Ricardo, S.D., van Goor, H. and Eddy, A.A. (2008) Macrophage Diversity in Renal Injury and Repair. Journal of Clinical Investigation, 118, 3522-3530.

has been cited by the following article:

  • TITLE: Activation of Astrocytes in Vitro by Macrophages Polarized with Keratin Biomaterial Treatment

    AUTHORS: Bailey V. Fearing, Mark E. Van Dyke

    KEYWORDS: Keratin, Macrophage, Astrocyte, Glial Scar, Inflammation, Spinal Cord Injury, CSPGs

    JOURNAL NAME: Open Journal of Regenerative Medicine, Vol.5 No.1, March 4, 2016

    ABSTRACT: Reactive astrocytes contribute to glial scarring by rapid proliferation and up-regulation of glial fibrillary acidic protein (GFAP) expression and production of chondroitin sulfate proteoglycans (CSPGs). CSPGs play a crucial role in formation of the glial scar, which takes over the lesion site following spinal cord injury (SCI). This process corresponds to the inflammatory response of macrophages, which polarize toward a dominant pro-inflammatory M1 phenotype following SCI. The M1 phenotype is known to release various cytotoxic compounds that exacerbate the glial scar, which in turn impedes tissue regeneration.
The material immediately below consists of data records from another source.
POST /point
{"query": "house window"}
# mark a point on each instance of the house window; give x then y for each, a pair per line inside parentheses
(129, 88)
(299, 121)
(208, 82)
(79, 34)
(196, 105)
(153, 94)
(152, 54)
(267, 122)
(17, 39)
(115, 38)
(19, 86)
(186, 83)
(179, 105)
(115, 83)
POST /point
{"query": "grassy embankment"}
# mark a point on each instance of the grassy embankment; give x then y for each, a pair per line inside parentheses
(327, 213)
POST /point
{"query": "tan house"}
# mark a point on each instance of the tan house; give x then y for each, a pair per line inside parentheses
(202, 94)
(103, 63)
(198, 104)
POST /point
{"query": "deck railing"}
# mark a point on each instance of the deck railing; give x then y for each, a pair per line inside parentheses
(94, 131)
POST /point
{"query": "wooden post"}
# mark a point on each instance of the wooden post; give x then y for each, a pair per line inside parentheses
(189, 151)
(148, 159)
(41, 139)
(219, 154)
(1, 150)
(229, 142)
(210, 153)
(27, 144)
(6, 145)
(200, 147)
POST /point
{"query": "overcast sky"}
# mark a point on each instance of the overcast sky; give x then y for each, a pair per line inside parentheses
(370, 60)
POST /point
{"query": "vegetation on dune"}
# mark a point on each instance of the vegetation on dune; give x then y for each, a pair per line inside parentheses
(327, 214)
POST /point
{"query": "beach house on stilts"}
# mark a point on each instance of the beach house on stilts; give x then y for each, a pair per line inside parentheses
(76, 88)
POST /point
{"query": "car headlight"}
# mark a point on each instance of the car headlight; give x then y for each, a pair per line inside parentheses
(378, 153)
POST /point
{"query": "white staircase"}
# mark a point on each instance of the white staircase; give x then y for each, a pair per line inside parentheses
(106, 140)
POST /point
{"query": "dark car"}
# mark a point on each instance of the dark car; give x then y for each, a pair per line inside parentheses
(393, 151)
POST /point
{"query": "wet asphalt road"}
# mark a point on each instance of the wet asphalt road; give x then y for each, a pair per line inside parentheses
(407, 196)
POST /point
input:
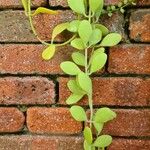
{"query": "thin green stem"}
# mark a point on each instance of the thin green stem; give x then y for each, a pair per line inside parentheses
(32, 26)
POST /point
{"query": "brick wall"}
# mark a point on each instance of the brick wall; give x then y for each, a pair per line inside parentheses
(33, 113)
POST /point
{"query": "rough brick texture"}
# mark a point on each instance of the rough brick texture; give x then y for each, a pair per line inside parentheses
(140, 25)
(114, 91)
(18, 24)
(33, 112)
(133, 58)
(52, 120)
(18, 4)
(27, 59)
(28, 142)
(33, 90)
(11, 120)
(107, 2)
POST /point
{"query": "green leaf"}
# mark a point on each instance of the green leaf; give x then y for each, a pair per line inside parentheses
(88, 135)
(85, 82)
(103, 141)
(95, 37)
(85, 31)
(96, 4)
(111, 39)
(104, 115)
(98, 61)
(87, 146)
(49, 52)
(77, 6)
(74, 98)
(70, 68)
(98, 127)
(104, 30)
(78, 44)
(25, 5)
(59, 28)
(78, 58)
(44, 10)
(73, 26)
(78, 113)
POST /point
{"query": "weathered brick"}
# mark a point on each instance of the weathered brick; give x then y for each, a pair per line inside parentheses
(28, 90)
(28, 142)
(107, 2)
(129, 144)
(18, 4)
(113, 91)
(18, 24)
(52, 120)
(140, 25)
(129, 123)
(26, 59)
(125, 59)
(11, 120)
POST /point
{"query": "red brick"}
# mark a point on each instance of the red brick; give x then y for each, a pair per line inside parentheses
(140, 25)
(18, 4)
(29, 90)
(52, 120)
(26, 59)
(24, 142)
(125, 59)
(18, 24)
(107, 2)
(11, 120)
(129, 123)
(113, 91)
(129, 144)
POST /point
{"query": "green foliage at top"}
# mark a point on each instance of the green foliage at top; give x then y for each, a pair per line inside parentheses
(90, 40)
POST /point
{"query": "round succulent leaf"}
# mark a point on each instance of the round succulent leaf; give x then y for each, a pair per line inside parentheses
(85, 31)
(111, 39)
(49, 52)
(78, 113)
(78, 58)
(77, 6)
(103, 141)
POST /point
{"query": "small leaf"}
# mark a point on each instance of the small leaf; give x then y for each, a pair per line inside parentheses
(74, 87)
(74, 98)
(85, 31)
(78, 44)
(59, 28)
(104, 30)
(85, 82)
(78, 113)
(49, 52)
(77, 6)
(95, 5)
(25, 5)
(103, 141)
(70, 68)
(111, 39)
(95, 37)
(98, 127)
(73, 26)
(88, 135)
(104, 115)
(44, 10)
(78, 58)
(98, 61)
(87, 146)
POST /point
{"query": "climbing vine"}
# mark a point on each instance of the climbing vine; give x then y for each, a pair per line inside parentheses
(90, 38)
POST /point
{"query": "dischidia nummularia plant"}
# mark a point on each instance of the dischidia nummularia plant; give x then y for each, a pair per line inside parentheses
(90, 38)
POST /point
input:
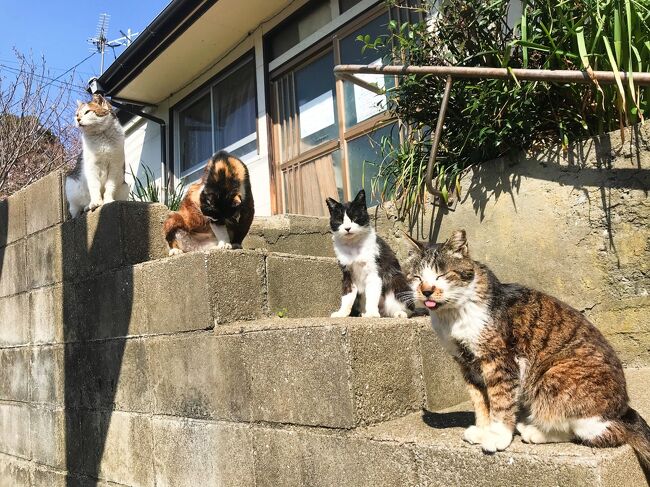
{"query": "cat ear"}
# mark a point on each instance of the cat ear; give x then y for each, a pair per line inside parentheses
(332, 204)
(416, 247)
(360, 197)
(457, 244)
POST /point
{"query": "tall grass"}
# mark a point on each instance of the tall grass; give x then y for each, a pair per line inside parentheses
(487, 119)
(148, 189)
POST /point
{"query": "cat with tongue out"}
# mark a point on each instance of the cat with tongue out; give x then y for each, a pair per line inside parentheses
(373, 281)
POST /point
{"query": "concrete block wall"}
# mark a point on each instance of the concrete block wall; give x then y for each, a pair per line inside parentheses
(121, 366)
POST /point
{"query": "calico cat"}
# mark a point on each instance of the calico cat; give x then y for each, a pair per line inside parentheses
(98, 177)
(523, 351)
(372, 276)
(216, 212)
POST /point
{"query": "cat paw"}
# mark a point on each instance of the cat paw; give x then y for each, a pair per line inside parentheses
(339, 314)
(371, 314)
(93, 205)
(497, 437)
(473, 435)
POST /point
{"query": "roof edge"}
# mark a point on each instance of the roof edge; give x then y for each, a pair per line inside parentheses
(168, 25)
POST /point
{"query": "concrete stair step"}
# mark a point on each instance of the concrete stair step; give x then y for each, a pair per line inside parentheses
(293, 234)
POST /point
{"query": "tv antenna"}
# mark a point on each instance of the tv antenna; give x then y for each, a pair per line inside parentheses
(100, 42)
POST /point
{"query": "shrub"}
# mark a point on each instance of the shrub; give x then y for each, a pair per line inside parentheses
(487, 119)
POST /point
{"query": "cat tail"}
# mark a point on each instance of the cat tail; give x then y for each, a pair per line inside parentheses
(637, 433)
(173, 223)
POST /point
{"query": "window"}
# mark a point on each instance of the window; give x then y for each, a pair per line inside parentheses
(221, 116)
(317, 155)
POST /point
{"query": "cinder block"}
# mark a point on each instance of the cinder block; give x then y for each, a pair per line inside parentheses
(14, 327)
(109, 374)
(303, 286)
(14, 429)
(291, 234)
(192, 453)
(118, 447)
(44, 258)
(236, 285)
(14, 374)
(44, 202)
(142, 234)
(200, 376)
(12, 218)
(316, 459)
(14, 472)
(300, 376)
(48, 436)
(13, 275)
(386, 370)
(176, 294)
(47, 314)
(117, 234)
(109, 305)
(444, 385)
(48, 375)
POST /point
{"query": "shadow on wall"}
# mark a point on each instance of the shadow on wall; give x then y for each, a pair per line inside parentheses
(97, 304)
(595, 168)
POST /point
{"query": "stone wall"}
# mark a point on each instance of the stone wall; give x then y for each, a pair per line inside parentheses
(573, 223)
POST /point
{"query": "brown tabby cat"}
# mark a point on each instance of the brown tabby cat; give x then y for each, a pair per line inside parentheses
(216, 212)
(523, 351)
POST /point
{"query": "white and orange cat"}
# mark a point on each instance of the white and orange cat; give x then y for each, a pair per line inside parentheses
(98, 177)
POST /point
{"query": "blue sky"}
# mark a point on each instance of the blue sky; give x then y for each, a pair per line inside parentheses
(58, 30)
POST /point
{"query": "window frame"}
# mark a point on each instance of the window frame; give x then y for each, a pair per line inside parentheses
(345, 134)
(207, 88)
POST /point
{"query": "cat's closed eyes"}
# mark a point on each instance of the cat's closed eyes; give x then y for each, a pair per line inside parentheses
(373, 281)
(524, 353)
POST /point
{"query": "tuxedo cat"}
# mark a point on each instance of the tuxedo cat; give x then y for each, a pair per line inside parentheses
(372, 277)
(217, 212)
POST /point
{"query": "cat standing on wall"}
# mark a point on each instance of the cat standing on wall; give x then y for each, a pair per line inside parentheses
(372, 277)
(98, 176)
Recent studies have shown that anti-inflammatory M2 macrophages play a role in allowing neurite extensions to occur, even across inhibitory substrates, and can lessen the degree of secondary damage. Based on earlier results demonstrating that keratin biomaterials may polarize macrophages toward an anti-inflammatory M2 phenotype, we test the hypothesis that these polarized macrophages will have the potential to indirectly effect astrogliosis. Using an in vitro model of reactive astrogliosis, macrophage-conditioned media from cells that have been cultured with soluble keratin for 24 hours or 7 days appears to decrease reactivity and associates CSPG production. These results are statistically similar to the control M2 macrophage conditioned media. A comparable collagen-conditioned macrophage media does not resolve astrocyte reactivity, while control M1 macrophage conditioned media results in an increase in GFAP expression. These data suggest keratin-derived macrophages are more functionally similar to M2 macrophages and that keratin treatment may aid in limiting secondary inflammatory-mediated damage.